Ici, c’est le lieu de la conversation, le lieu de la parole. L’autre, il dit « connard », Jacques Chirac, il se déplace, du lieu de l’Autre, pour couper l’axe imaginaire a-a’ et lui dit du lieu de l’Autre, lieu de la parole : « Si toi tu t’appelles Connard, eh bien moi je m’appelle Jacques Chirac. Et du coup, c’est pour ça qu’on aime Chirac. Il faut aller voir le film Bernadette, moi, j’ai acheté le livre de son chauffeur de taxi, 25 ans avec Jacques Chirac, c’était un drôle de bonhomme.
Ronan – C’était le président aussi qui allait à la rencontre des Français ? Il allait même dîner chez les Français ?

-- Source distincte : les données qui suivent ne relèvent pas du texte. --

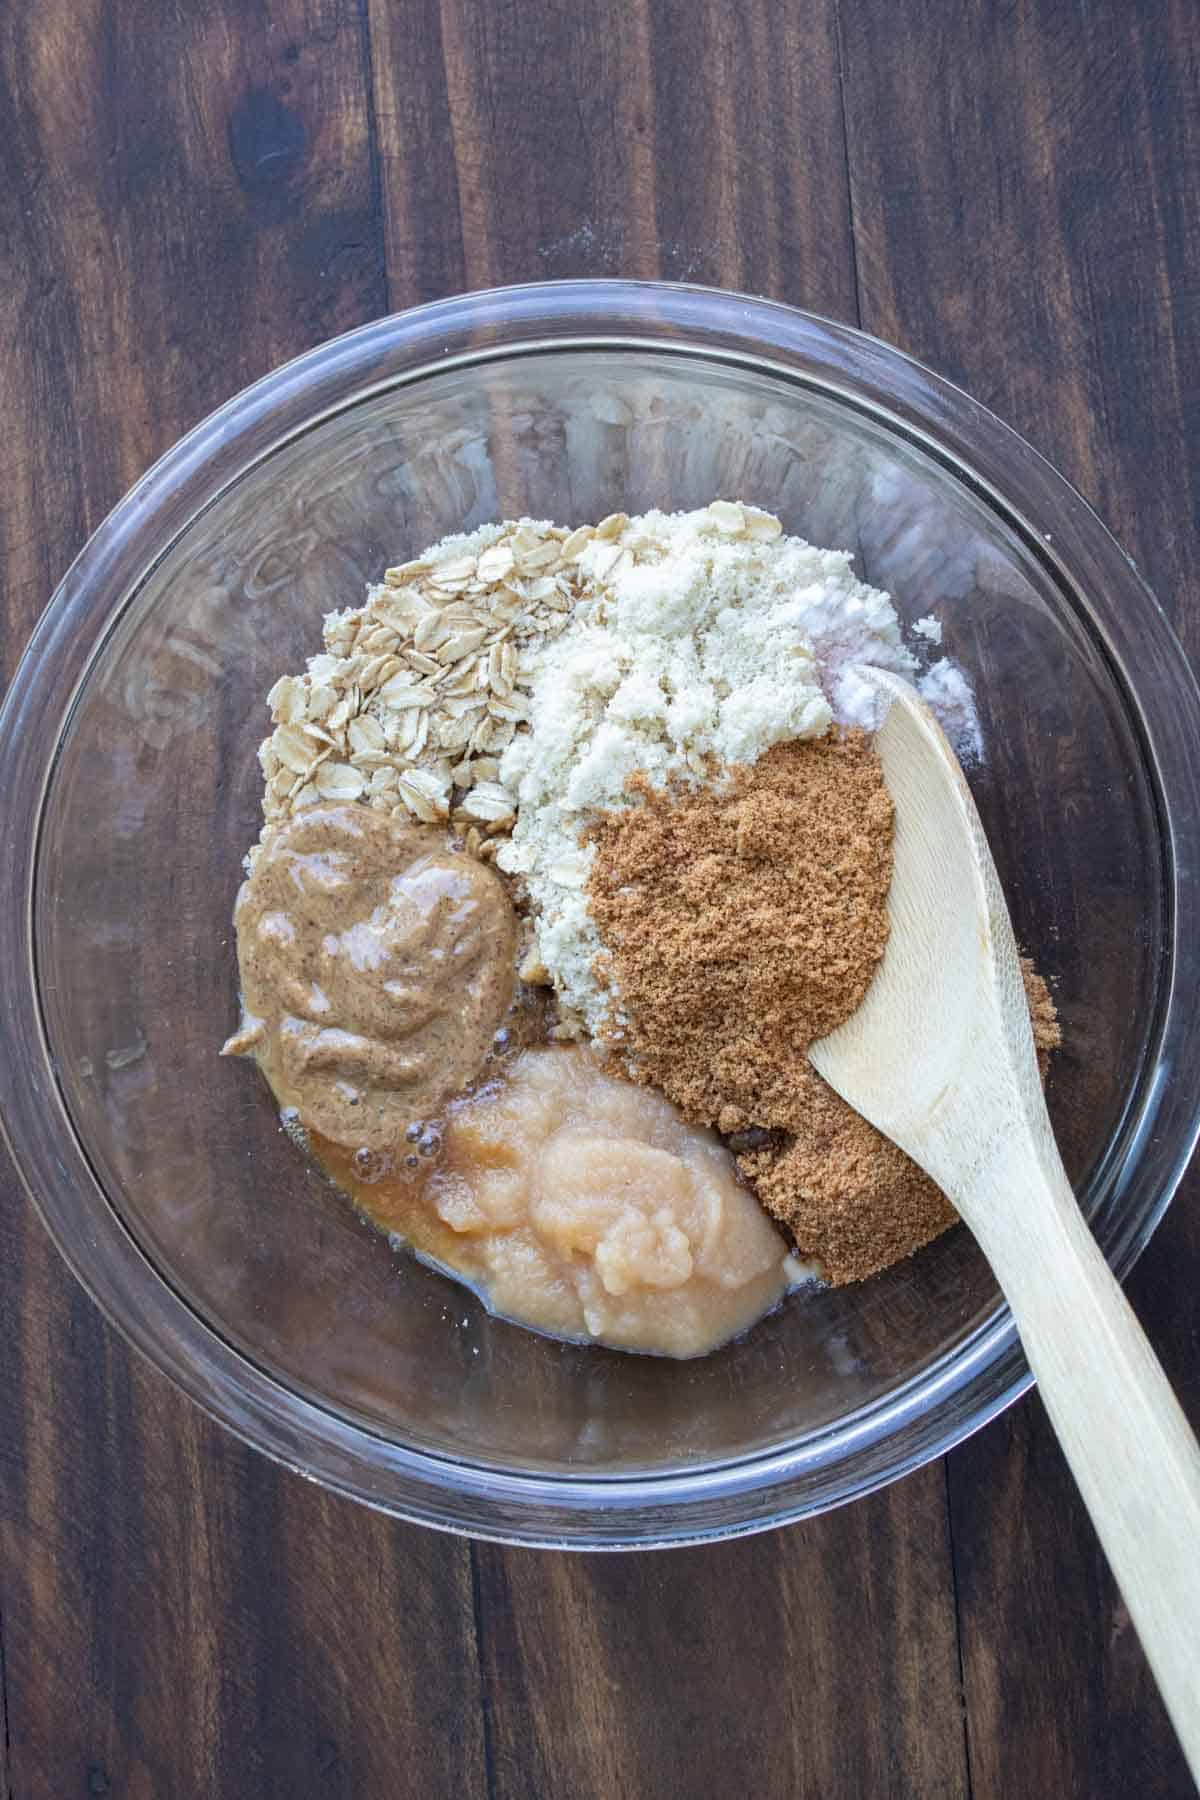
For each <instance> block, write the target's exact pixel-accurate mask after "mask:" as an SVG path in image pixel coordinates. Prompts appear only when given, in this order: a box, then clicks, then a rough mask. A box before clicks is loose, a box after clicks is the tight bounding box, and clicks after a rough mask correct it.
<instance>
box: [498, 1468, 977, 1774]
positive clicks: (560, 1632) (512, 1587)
mask: <svg viewBox="0 0 1200 1800" xmlns="http://www.w3.org/2000/svg"><path fill="white" fill-rule="evenodd" d="M945 1512H946V1501H945V1487H943V1480H941V1471H939V1469H928V1471H923V1472H921V1474H919V1476H914V1480H912V1481H909V1483H905V1487H901V1489H892V1490H891V1492H887V1494H878V1496H873V1498H871V1499H867V1501H862V1503H860V1505H856V1507H849V1508H846V1510H844V1512H838V1514H833V1516H831V1517H826V1519H817V1521H811V1523H808V1525H801V1526H793V1528H792V1530H788V1532H781V1534H775V1535H772V1537H765V1539H748V1541H743V1543H738V1544H721V1546H714V1548H707V1550H685V1552H671V1553H653V1555H642V1557H574V1559H563V1557H545V1555H533V1553H529V1552H497V1550H493V1548H489V1546H484V1548H480V1550H479V1552H477V1559H479V1566H480V1586H482V1593H484V1597H486V1609H484V1613H482V1625H480V1647H482V1658H484V1672H486V1678H488V1692H489V1697H491V1719H489V1732H491V1746H493V1793H495V1795H497V1796H502V1800H522V1796H527V1795H545V1796H551V1795H572V1796H579V1800H592V1796H596V1800H601V1796H608V1795H711V1793H723V1791H739V1793H748V1795H921V1796H928V1800H936V1796H937V1800H941V1796H952V1795H954V1796H959V1795H966V1793H968V1784H966V1755H964V1742H963V1726H961V1706H959V1658H957V1633H955V1622H954V1597H952V1591H950V1588H948V1582H946V1541H945ZM905 1622H907V1624H905Z"/></svg>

PL – Non, c’était Giscard d'Estaing.
Ronan – On voit la différence entre Chirac et les présidents actuels. On voit une certaine différence.
PL – C’est-à-dire ?
Ronan – C’est-à-dire que je trouve que les présidents du xxe siècle se préoccupaient un peu plus des Français que maintenant. Macron, par exemple, jamais il n’ira dîner chez des Français. Je prends l’exemple de Macron, mais Hollande c’est pareil, Sarkozy c’est pareil, tous les présidents du xxie siècle, c’est pareil. Et ceux qui veulent devenir président…
PL – Alors, est-ce que, vous, ça vous intéresse de devenir président ?
Ronan – Bah oui, c’est même mon rêve.
PL – Non mais je rêve. Il veut devenir président.